Jack (not his real name) was the CFO of a good-sized public company. After catching up on work, family and mutual friends, we moved on to a topic that was at the top of the list for parents of college-aged children: the schools our kids were considering.
Soon, what had until that point been a pleasant conversation, suddenly became much less so.
Jack has a very hard-core view on the matter: unless his kids got into top-notch schools, their professional and economic futures weren’t likely to amount to much. To drive that point home, he summed up his own résumé evaluation process this way.
“I look at the school first and toss anything less than second-tier.”
I could feel the back of my neck heating up.
“If that’s the case,” I said, “then what about first-generation students like me?” (My dad made it through 6th grade and my mom, a few years more.) “What about those of us who worked our way through night school at a local college? We wouldn’t stand a chance!”
Sadly, a majority of American adults share my friend’s view.

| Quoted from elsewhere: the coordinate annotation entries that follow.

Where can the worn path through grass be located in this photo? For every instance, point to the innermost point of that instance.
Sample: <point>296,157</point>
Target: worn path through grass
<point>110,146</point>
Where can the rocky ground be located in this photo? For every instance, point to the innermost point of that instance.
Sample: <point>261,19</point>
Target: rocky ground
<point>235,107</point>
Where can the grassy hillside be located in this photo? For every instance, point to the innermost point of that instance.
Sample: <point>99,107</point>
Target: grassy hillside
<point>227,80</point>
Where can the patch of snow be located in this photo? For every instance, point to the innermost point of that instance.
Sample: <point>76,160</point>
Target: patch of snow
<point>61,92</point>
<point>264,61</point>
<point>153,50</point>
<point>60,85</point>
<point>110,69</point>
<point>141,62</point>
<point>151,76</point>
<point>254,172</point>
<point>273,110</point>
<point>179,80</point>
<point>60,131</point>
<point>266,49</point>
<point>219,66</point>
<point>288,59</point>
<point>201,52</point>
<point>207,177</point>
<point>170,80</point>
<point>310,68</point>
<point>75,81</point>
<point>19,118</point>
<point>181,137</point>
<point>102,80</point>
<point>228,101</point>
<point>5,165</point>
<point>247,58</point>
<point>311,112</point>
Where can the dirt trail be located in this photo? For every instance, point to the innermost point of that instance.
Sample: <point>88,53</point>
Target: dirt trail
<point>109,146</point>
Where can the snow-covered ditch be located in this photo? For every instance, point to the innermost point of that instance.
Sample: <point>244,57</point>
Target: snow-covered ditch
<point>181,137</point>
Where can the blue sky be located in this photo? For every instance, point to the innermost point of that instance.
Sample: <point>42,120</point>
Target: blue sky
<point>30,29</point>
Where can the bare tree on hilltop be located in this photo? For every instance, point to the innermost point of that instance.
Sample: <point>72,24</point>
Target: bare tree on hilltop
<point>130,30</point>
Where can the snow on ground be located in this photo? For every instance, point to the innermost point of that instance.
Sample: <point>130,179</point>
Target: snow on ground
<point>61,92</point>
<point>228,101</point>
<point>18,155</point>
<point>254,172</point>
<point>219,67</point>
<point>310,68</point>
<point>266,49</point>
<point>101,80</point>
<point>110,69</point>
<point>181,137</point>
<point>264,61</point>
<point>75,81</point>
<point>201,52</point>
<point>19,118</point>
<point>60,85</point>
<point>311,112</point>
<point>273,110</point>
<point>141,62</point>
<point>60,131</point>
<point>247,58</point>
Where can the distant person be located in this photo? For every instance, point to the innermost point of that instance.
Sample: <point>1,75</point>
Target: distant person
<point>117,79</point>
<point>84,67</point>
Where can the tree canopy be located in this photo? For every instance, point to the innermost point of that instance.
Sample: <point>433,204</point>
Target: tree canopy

According to a recent survey that was conducted by Gallup and the Lumina Foundation, when it comes to finding well-paying employment, 80% of Americans said that school choice is either very (30%) or somewhat (50%) important.
Fortunately, however, those who sign payroll checks don’t share that opinion.

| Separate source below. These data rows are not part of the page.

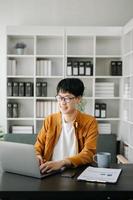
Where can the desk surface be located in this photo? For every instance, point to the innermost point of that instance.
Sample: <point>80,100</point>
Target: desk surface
<point>15,186</point>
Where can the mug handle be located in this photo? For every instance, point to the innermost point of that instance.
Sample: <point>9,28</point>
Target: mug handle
<point>95,158</point>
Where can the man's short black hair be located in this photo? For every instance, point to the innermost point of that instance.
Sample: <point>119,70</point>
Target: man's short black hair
<point>72,85</point>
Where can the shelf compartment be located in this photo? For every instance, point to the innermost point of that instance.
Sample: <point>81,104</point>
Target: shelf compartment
<point>51,85</point>
<point>115,90</point>
<point>103,66</point>
<point>45,108</point>
<point>49,66</point>
<point>114,125</point>
<point>128,65</point>
<point>28,40</point>
<point>20,66</point>
<point>128,42</point>
<point>80,45</point>
<point>25,107</point>
<point>112,106</point>
<point>108,45</point>
<point>49,45</point>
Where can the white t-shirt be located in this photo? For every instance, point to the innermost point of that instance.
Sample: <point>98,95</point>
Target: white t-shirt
<point>67,144</point>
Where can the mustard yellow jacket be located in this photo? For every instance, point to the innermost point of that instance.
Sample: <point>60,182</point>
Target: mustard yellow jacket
<point>86,132</point>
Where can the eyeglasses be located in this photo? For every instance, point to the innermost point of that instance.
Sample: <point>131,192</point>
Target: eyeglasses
<point>65,99</point>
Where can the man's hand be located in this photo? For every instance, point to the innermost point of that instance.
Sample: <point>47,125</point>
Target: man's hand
<point>49,166</point>
<point>40,160</point>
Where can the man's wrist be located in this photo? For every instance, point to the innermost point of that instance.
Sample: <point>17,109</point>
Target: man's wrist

Of the 623 business leaders who were also surveyed, only 9% responded that where a job candidate earns his or her degree is very important, and 37% believe it is somewhat so.
That’s good news for students and their families.
Those who need a longer or less costly runway for their academic pursuits shouldn’t fret about the consequences of their personal circumstances. Even when school choice matters, where you start isn’t nearly as important as where you finish—as long as you do.
Students and their families should also view these findings as yet another reason to “shop the competition,” which, according to the Cooperative Institutional Research Institute’s annual Freshman Survey, is precisely what’s taking place as roughly one-quarter of students who were accepted by their first-choice colleges and universities had elected to attend other schools. Nearly 60% cited financial considerations—tuition costs, insufficient financial aid and so forth—even though roughly the same percentage said that school choice remained a “very important” consideration.
When it came time to send our own kids to college, my wife and I focused on several factors including curricula diversity (because our kids didn’t have a clue about what they wanted to be), proximity (because travel expenses have to be taken into account), “fit” (because it was their life—not ours), and, of course, cost (because our family’s resources weren’t unlimited).
Money and school choice aside, however, which should matter more: the knowledge a job candidate may have acquired during the course of an academic career or how he or she uses it? It’s heartening to know that a majority of those 623 business surveyed leaders think the latter.